- Directed by: Robert Florey
- Written by: Carl Boese Jacques Bousquet (play) Henri Falk (play) Robert Florey Walter Hasenclever Jean-Charles Reynaud
- Starring: Yolande Laffon Pierre Bertin Janine Merrey
- Cinematography: Eduard Hoesch Otto Kanturek
- Music by: Armand Bernard Franz Grothe Artur Guttmann Eduard Künneke
- Production companies: Harmonie-Film Les Établissements Braunberger-Richebé
- Distributed by: Les Établissements Braunberger-Richebé
- Release date: 21 November 1930;
- Running time: 105 minutes
- Countries: France Germany
- Language: French

= Love Songs (1930 film) =

1930 film directed by Robert Florey

Love Songs (French: L'amour chante) is a 1930 French-German musical film directed by Robert Florey and starring Yolande Laffon, Piere Bertin and Janine Merrey. A separate German-language film, Rendezvous, and a Spanish version, My Wife's Teacher, were also released.

It is "a musical comedy based on the humorous complications created by an adulterous young wife in the lives of everyone around her."

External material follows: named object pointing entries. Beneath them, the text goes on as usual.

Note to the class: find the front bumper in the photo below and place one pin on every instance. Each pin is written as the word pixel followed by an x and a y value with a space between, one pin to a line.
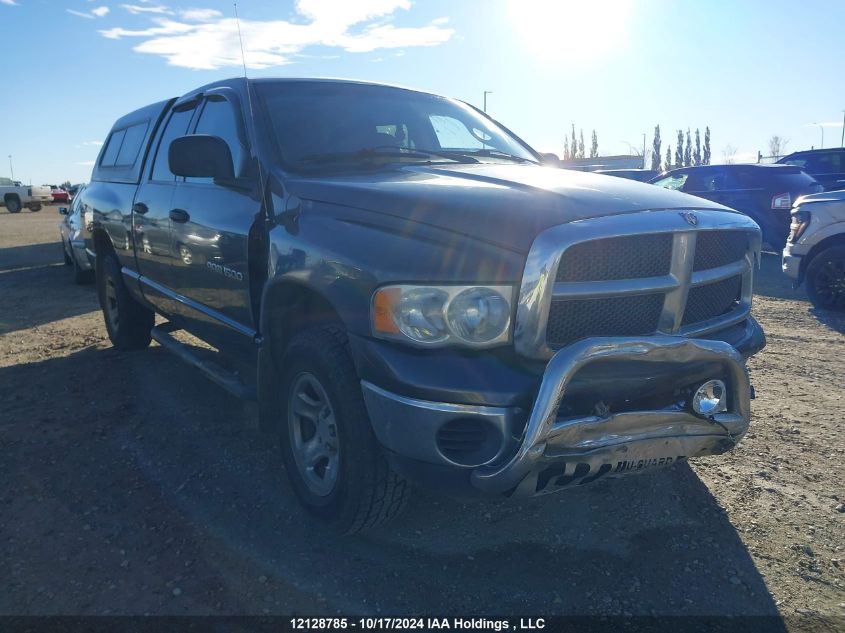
pixel 791 262
pixel 553 448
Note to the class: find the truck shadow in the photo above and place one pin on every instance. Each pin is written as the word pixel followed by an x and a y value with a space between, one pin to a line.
pixel 176 469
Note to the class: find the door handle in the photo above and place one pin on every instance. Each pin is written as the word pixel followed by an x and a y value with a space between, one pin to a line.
pixel 179 215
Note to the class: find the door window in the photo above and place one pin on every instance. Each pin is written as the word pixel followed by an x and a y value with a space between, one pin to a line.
pixel 177 126
pixel 218 119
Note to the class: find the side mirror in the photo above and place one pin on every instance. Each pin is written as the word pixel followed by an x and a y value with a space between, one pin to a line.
pixel 201 156
pixel 550 159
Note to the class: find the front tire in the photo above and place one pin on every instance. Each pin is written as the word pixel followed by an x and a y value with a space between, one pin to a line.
pixel 332 458
pixel 825 278
pixel 127 321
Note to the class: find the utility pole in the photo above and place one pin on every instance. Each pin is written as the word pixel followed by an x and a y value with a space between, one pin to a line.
pixel 821 127
pixel 643 150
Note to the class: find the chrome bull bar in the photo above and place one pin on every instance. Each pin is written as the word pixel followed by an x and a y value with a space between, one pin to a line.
pixel 555 453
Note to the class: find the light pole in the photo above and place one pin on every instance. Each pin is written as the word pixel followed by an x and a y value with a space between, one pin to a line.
pixel 821 127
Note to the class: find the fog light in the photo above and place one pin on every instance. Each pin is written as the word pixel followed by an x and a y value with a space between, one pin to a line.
pixel 710 398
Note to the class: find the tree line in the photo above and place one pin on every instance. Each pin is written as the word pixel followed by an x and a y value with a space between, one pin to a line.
pixel 686 153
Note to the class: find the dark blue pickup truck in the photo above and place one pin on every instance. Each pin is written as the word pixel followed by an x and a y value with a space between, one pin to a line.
pixel 411 295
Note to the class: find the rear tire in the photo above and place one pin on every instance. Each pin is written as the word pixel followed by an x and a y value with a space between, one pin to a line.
pixel 127 321
pixel 13 205
pixel 825 279
pixel 332 458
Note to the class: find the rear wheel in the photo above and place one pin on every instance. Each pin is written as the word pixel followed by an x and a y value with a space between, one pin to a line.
pixel 331 456
pixel 826 279
pixel 127 321
pixel 13 204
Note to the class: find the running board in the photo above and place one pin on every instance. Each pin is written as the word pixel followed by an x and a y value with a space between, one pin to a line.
pixel 217 374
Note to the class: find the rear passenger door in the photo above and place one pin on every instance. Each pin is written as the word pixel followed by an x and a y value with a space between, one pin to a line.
pixel 209 233
pixel 151 213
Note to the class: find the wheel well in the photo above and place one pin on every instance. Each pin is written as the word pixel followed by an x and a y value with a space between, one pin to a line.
pixel 102 243
pixel 833 240
pixel 290 308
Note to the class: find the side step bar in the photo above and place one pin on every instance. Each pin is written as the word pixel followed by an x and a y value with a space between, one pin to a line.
pixel 217 374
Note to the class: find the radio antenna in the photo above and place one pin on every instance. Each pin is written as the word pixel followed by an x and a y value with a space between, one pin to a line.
pixel 251 115
pixel 240 37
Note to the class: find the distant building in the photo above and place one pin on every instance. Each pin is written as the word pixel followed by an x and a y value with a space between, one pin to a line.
pixel 603 162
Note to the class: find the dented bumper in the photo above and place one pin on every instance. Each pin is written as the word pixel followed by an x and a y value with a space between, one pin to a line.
pixel 556 452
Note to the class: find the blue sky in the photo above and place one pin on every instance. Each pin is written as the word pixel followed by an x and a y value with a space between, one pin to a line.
pixel 747 69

The film was shot in Germany because France was not equipped to produce talkie films of sufficient quality for musicals.

The film's sets were designed by the art directors Marc Allégret and Julius von Borsody.

==Cast==
- Yolande Laffon as Madame Lherminois
- Pierre Bertin as Claude Merlerault
- Janine Merrey as Loulou, Darling
- Louis Baron fils as Monsieur Lherminois
- Saturnin Fabre as M, Crispin
- Fernand Gravey as Armand Petitjean
- Josseline Gaël as Simone Crespin
- Maryanne as Une mère d'élève
- Renée Montel
- Nicole de Rouves
- Marcelle Monthil as Mlle. Bouclier
- Michéle
- Jim Gérald
- Henri Lesieur
- Florelle

== Bibliography ==
- Powrie, Phil & Rebillard, Éric. Pierre Batcheff and stardom in 1920s French cinema. Edinburgh University Press, 2009.